Scroll saw basics have gotten complicated with all the blade options and specialty techniques flying around. As someone who started scroll sawing as a teenager cutting out wooden ornaments in my dad’s garage, I learned everything there is to know about blade selection and pattern cutting over the years. Today, I will share it all with you.
What a Scroll Saw Actually Does Best
A scroll saw is not just a small bandsaw. It does something no other saw in your shop can do — it cuts intricate interior shapes. You drill a hole, thread the blade through it, and cut from the inside out. Try that on a bandsaw. That’s what makes the scroll saw endearing to us woodworkers who love detailed work — it lets you cut things that are simply impossible with other tools.
The thin blades turn incredibly tight curves. We are talking quarter-inch radius turns on some of the finer blades. Fretwork, intarsia, puzzles, jewelry boxes with cutout patterns — this is scroll saw territory. Delicate work is the specialty, and once you get comfortable with the machine, you will find yourself designing projects just because you can cut them.
Blade Selection — Getting This Right Matters Most
Probably should have led with this section, honestly. The blade makes or breaks your scroll saw experience, and most beginners never get past the generic blades that come in the box.
Skip tooth blades are your workhorse for most wood cutting. The missing teeth create space for sawdust to clear, which means less burning and smoother cuts. I use skip tooth blades for ninety percent of my cutting. Number five is a good all-around size for three-quarter-inch stock.
Spiral blades cut in all directions, which means you can change direction without rotating the workpiece. Sounds amazing, right? It is, for certain applications. But the cut is wider and rougher than a standard blade. I use spirals for rough work and inside cuts where I need maneuverability. For anything that shows, I go back to standard blades.
Finer teeth give you a smoother cut for delicate work. A number two or number three blade on thin hardwood produces a cut so clean it barely needs sanding. Coarser teeth — number seven, number nine — cut faster through thick stock but leave a rougher edge. Match the blade to the job. I keep a whole drawer organized by blade number so I can swap quickly.
Tensioning Your Blade Properly
Blade tension is the single most overlooked adjustment on a scroll saw. Proper tension prevents the blade from wandering left or right during a cut. Too loose and the blade deflects, giving you angled cuts that are wider at the bottom than the top. Too tight and you will snap blades constantly, which gets expensive and frustrating fast.
Here is the test I use. Pluck the blade like a guitar string. It should give a clear, high-pitched ping. A dull thud means it is too loose. If it barely moves when you pluck it, back off the tension a quarter turn. Every blade type takes slightly different tension, so check each time you swap.

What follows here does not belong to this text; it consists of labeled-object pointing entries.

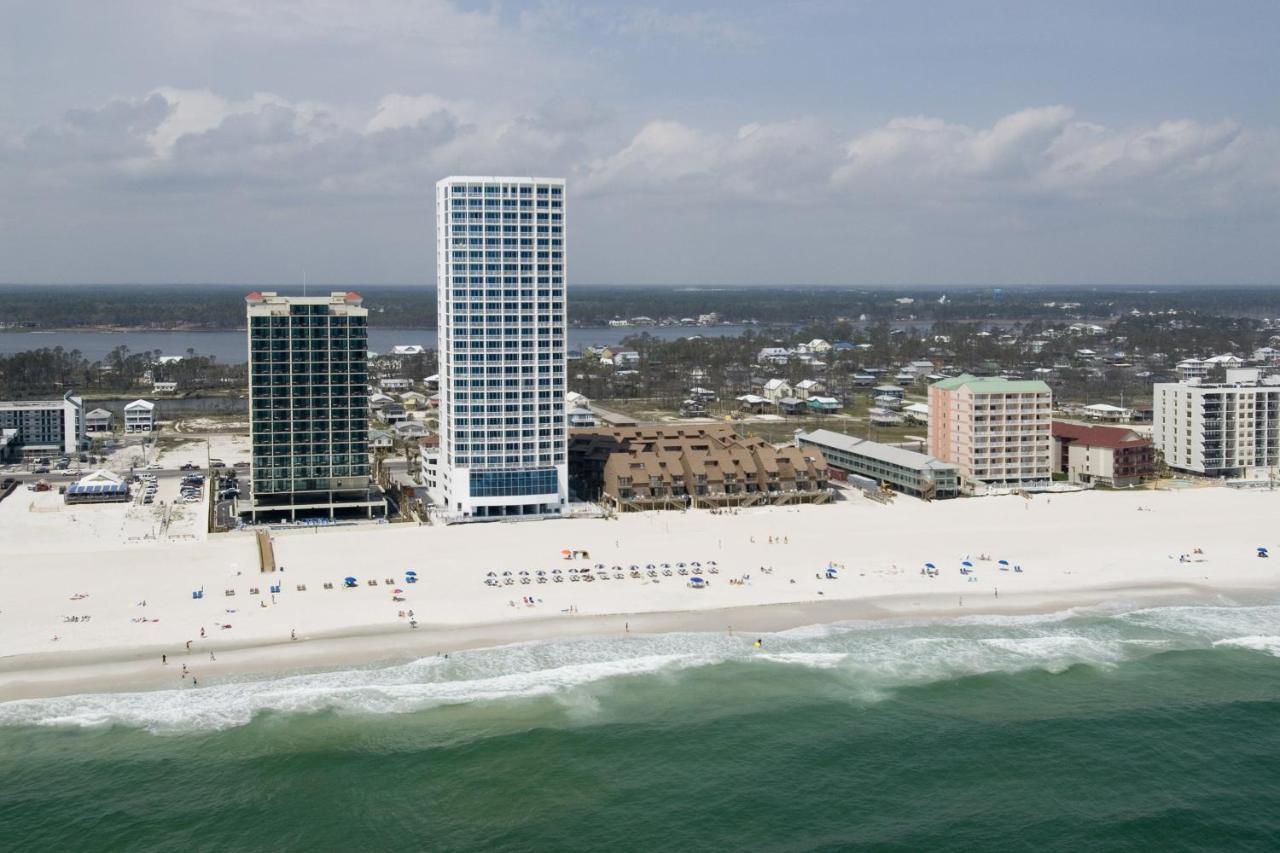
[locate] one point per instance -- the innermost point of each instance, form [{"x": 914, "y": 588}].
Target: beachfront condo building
[
  {"x": 36, "y": 428},
  {"x": 309, "y": 411},
  {"x": 501, "y": 286},
  {"x": 1224, "y": 429},
  {"x": 997, "y": 432}
]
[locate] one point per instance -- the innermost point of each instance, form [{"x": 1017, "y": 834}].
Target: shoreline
[
  {"x": 136, "y": 669},
  {"x": 91, "y": 596}
]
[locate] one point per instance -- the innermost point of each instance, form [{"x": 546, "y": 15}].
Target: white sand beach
[{"x": 1074, "y": 550}]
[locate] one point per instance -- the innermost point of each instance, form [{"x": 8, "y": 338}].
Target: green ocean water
[{"x": 1132, "y": 730}]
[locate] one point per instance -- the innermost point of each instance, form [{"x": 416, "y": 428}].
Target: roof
[
  {"x": 1095, "y": 436},
  {"x": 877, "y": 451},
  {"x": 992, "y": 384}
]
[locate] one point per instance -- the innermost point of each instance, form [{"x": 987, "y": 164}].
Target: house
[
  {"x": 99, "y": 420},
  {"x": 625, "y": 357},
  {"x": 917, "y": 413},
  {"x": 414, "y": 398},
  {"x": 580, "y": 418},
  {"x": 140, "y": 416},
  {"x": 1114, "y": 456},
  {"x": 410, "y": 429},
  {"x": 775, "y": 389},
  {"x": 1106, "y": 411}
]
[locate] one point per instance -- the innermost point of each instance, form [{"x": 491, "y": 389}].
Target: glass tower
[
  {"x": 309, "y": 406},
  {"x": 501, "y": 288}
]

Technique Tips From Years of Cutting
Feed slowly. The number one mistake I see beginners make is pushing too hard and too fast. Let the blade do the cutting. Your job is to steer. If you are forcing the wood into the blade, either your blade is dull or you are trying to cut faster than the blade can handle.
Turn the work, not the blade. This is counterintuitive at first, but you will get much smoother curves by rotating the workpiece around the blade rather than trying to steer the blade through the wood. I use both hands on the piece and make small rotational adjustments as I go.
Practice on scrap first. Every new pattern or blade type deserves a few test cuts before you commit to your good wood. I keep a stack of quarter-inch plywood scraps next to my scroll saw for exactly this purpose. Five minutes of practice saves you from costly mistakes on the real thing.